Suplica especialmente a los abades que no sean negligentes a la hora de corregir las faltas de sus hijos, como el sacerdote Elí (1 Samuel 2), empleando pronto la disciplina antes de que las faltas arraiguen en la vida de sus monjes. Les recuerda el peso de su vocación y les anima a permanecer fijos en la importancia de los bienes espirituales antes que en todas las muchas preocupaciones terrenales que pesan en su mente al gobernar una comunidad. Si el abad confía en Dios y cumple con sus deberes, Dios proveerá todo lo necesario.
En el capítulo 64, que trata de la elección del abad, San Benito dice que el abad debe servir más que ser servido, a imitación de Cristo. Para desempeñar correctamente su función, “le incumbe, pues, ser docto en la ley divina, para que de ella pueda sacar cosas nuevas y viejas; ser casto, sobrio, misericordioso; y que exalte siempre la misericordia sobre el juicio, para que él mismo pueda alcanzarla. Que odie las faltas, que ame a los hermanos. En materia de corrección, que actúe con prudencia y no con demasiada severidad, no sea que al querer raspar demasiado la herrumbre se rompa el vaso... y que se esmere en ser amado más que en ser temido. Que no esté lleno de conmoción ni ansioso, que no sea prepotente ni obstinado, celoso ni demasiado suspicaz”.

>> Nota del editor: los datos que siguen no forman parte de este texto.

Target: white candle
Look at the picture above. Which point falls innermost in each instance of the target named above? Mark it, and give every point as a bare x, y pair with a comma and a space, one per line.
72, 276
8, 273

Aquí vemos la notoria gentileza de San Benito, a través de la cual busca una firmeza y disciplina que guíen la vida diaria sin volverse demasiado dura o pesada. El abad debe comprender las necesidades de los monjes, sin presionarlos demasiado, pero, al mismo tiempo, animándolos continuamente cada día a asumir el yugo fiel de Cristo para alcanzar la perfección del amor.
Benedicto ofrece una catequesis completa de la paternidad, adquirida a través de su propia y larga experiencia de guía de almas. Nada de lo que he mencionado se refiere exclusivamente a la vida monástica. Los padres también son los jefes espirituales de sus hogares y tendrán que responder por las almas puestas bajo su cuidado. Deben atender a las necesidades particulares de cada niño, impulsándolos o conteniéndolos según lo dicten sus disposiciones y el momento. Los bienes espirituales deben anteponerse a las muchas necesidades materiales que el padre debe proveer, sabiendo que todo su trabajo sirve en última instancia a estos bienes superiores. Los padres deben equilibrar la firmeza y la corrección con la ternura y el amor, para que los hijos no se aparten de la familia y de la fe.
En última instancia, los padres deben poner a Dios en primer lugar en sus propias vidas, viviendo una vida de oración y virtud, para proporcionar un modelo de vida cristiana a sus hijos. La experiencia nos dice que los padres ocupan singularmente el lugar de Dios Padre, tal como San Benito dice a sus compañeros abades. Si un padre resulta ser negligente o demasiado severo, los hijos corren el riesgo de ver a Dios como ausente de sus vidas o como un juez severo al que temen acercarse.
En cambio, si los padres encarnan el amor del Padre por sus hijos, éstos podrán encontrar más fácilmente su propio lugar en la comunidad de la Iglesia, integrando ora et labora (oración y trabajo) dentro de una vida cristiana fiel.